ZVEI

Deutsche Elektroexporte so stark wie vor der Krise

23.08.2010 | Redakteur: Stéphane Itasse

Deutsche Elektrotechnik ist weltweit wieder stärker gefragt, besonders in Brasilien und China. Bild: Wago

Der Elektroaußenhandel beschleunigt sich weiter. Im Juni 2010 sind die Exporte der deutschen Elektroindustrie um 35% gegenüber dem Vorjahr gestiegen, wie der Zentralverband Elektrotechnik- und Elektronikindustrie e.V. (ZVEI) mitteilt. „Mit einem Volumen von 12,6 Mrd. Euro konnte das Juni-Ausfuhrniveau des Vor-Krisen-Jahres 2008 bereits wieder übertroffen werden“, sagt ZVEI-Chefvolkswirt Dr. Andreas Gontermann.

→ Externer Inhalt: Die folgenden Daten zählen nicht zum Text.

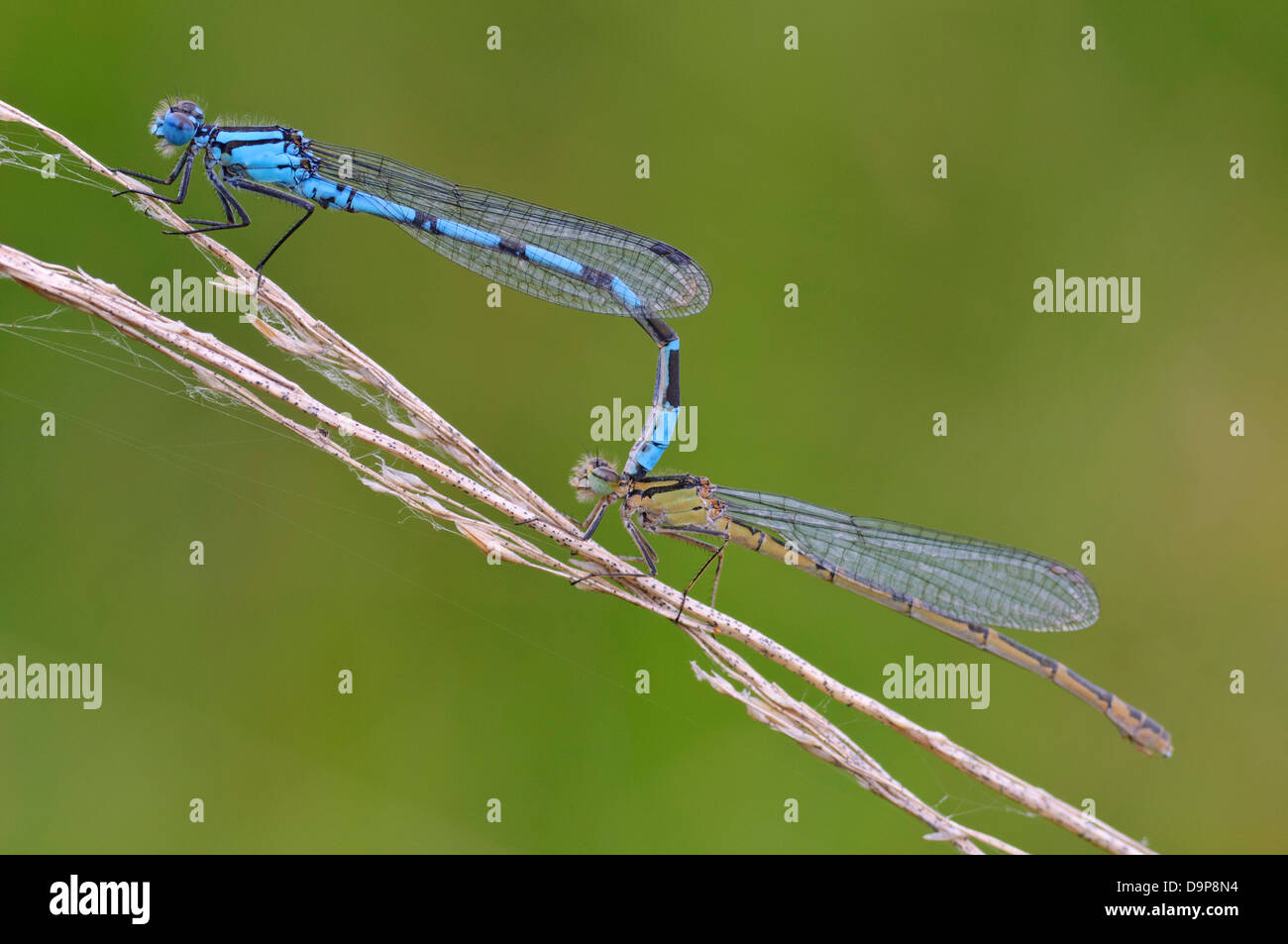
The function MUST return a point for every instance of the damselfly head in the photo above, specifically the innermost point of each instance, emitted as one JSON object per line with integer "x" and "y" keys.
{"x": 593, "y": 478}
{"x": 176, "y": 123}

Im gesamten ersten Halbjahr 2010 summierten sich die Elektroausfuhren auf 67 Mrd. Euro. Verglichen mit den ersten sechs Monaten des Vorjahres ist dies ein Zuwachs von 22%. Die Importe elektrotechnischer und elektronischer Erzeugnisse nach Deutschland beliefen sich im Juni auf 11,5 Mrd. Euro und von Januar bis Juni auf 60 Mrd. Euro. Gegenüber den Niveaus des Jahres 2009 legten sie um 37 beziehungsweise 28% zu.

Elektrotechnik erlebt kräftige Export-Zuwächse nach Brasilien und China

„Die kräftigsten Impulse für das Elektroexportgeschäft kamen auch im Juni wieder aus Lateinamerika und Südostasien. Hier gab es ein sattes Plus von 83% beziehungsweise 58% gegenüber dem Vorjahr“, so Dr. Gontermann. Im gesamten ersten Halbjahr 2010 gab es vor allem bei den Ausfuhren nach Brasilien (plus 56%) und China (plus 50%) sehr hohe Zuwächse.

Alle Fachbereiche der Elektroindustrie profitieren von der derzeit dynamischen Ausfuhrentwicklung, heißt es. Die höchsten Exportsteigerungsraten verzeichneten im Juni die Bereiche Unterhaltungselektronik, Schienenfahrzeuge und Elektronische Bauelemente mit jeweils mehr als 50% plus. Zwischen Januar und Juni entwickelten sich die Zweige Fahrzeugelektrik und elektronische Bauelemente mit einem Wachstum von jeweils fast 40% besonders stark.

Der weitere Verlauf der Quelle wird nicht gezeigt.